Remarks. Many cave animals have evolved similar features as a result of their adaptation to the cave habitat, like the loss of eyes and possessing long legs (see Culver & Fong 1986; Coineau 2000). The brush-like setae along the inner margin of palm and finger in the chelipeds (instead of cutting teeth) of Samarplax principe new species, is an unusual character, suggesting that it uses its cheliped to brush/scrape off objects to obtain food such as epilithic biofilm (P.K.L. Ng, personal communication). Takeda & Murai (2003) have suggested that fiddler crab Uca panamensis Stimpson, 1859 (Ocypodidae) , uses such a structure to scrape off particles from the rock surface. Although the feeding habit of this species has not been observed, this structure could also possibly function as has been reported for the cavernicolous shrimp Typhlatya mitchelli Hobbs & Hobbs, 1976 , and other atyids. Pohlman et al. (2000) observed that the tufts of setae on the distal end of first and second pereopods of Typhlatya are utilized for grooming and capturing particles from the water. Such setae can be effective because they increase the efficiency in foraging for minute food particles in a food-limited and dark cave environment, and it is not surprising that both the shrimp and crab possess this feature (see also Culver & Fong 1986). Other attributes possessed by cave-adapted crustaceans include the retention of young in the brood cavity to prevent them from drifting too far (see Parzefall 1986) and/or having large but fewer eggs which have energy-richer yolk to help the larvae develop in a more advanced state (see Hüppop 2000). Such life-strategies are useful in a food-limited environment because it increases the survival chances of the young ( Hüppop 2000).

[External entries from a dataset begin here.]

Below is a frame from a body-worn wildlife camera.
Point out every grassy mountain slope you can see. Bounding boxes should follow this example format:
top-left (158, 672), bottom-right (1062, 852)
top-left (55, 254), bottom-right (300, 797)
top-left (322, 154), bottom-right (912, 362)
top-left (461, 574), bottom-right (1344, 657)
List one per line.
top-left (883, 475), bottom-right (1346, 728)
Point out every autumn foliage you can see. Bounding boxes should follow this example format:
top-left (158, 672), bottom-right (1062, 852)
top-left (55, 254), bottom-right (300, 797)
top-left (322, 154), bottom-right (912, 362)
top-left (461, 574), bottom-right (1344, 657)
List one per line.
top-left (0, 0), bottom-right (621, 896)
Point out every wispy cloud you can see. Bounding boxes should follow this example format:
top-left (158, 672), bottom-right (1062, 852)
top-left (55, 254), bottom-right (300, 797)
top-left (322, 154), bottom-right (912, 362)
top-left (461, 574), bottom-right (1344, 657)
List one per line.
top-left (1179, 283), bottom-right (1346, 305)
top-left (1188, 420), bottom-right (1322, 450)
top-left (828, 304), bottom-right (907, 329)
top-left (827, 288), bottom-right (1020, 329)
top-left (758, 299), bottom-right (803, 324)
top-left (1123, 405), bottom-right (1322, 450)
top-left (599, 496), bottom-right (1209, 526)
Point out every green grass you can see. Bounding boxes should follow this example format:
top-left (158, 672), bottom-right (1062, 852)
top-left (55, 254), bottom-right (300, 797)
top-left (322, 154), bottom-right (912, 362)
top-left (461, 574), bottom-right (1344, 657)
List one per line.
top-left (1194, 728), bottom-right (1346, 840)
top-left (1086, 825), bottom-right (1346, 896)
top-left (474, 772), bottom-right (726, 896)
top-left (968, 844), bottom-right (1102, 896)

Conservation. Many members of the family Hymenosomatidae are small in size, cryptic in habits and known to inhabit littoral to sublittoral zones that are sensitive to human activities ( Chuang & Ng 1994; Guinot 2011). In the case of Samarplax principe new species, the conservation challenges are associated with the cave environment. In the Philippines, land conversion, development and other associated human activities cause pollution as well as pose problems and threats to natural cave habitats, especially along coastal areas. Clements et al. (2006; 2008) commented that karst areas are rich in biodiversity with high endemism but are threatened by many anthropogenic disturbances. The apparent rarity of the new species described here, its low natality, restriction to the cave habitat and endemism to the island poses an immediate conservation concern.
ZRC |
Zoological Reference Collection, National University of Singapore |
No known copyright restrictions apply. See Agosti, D., Egloff, W., 2009. Taxonomic information exchange and copyright: the Plazi approach. BMC Research Notes 2009, 2:53 for further explanation.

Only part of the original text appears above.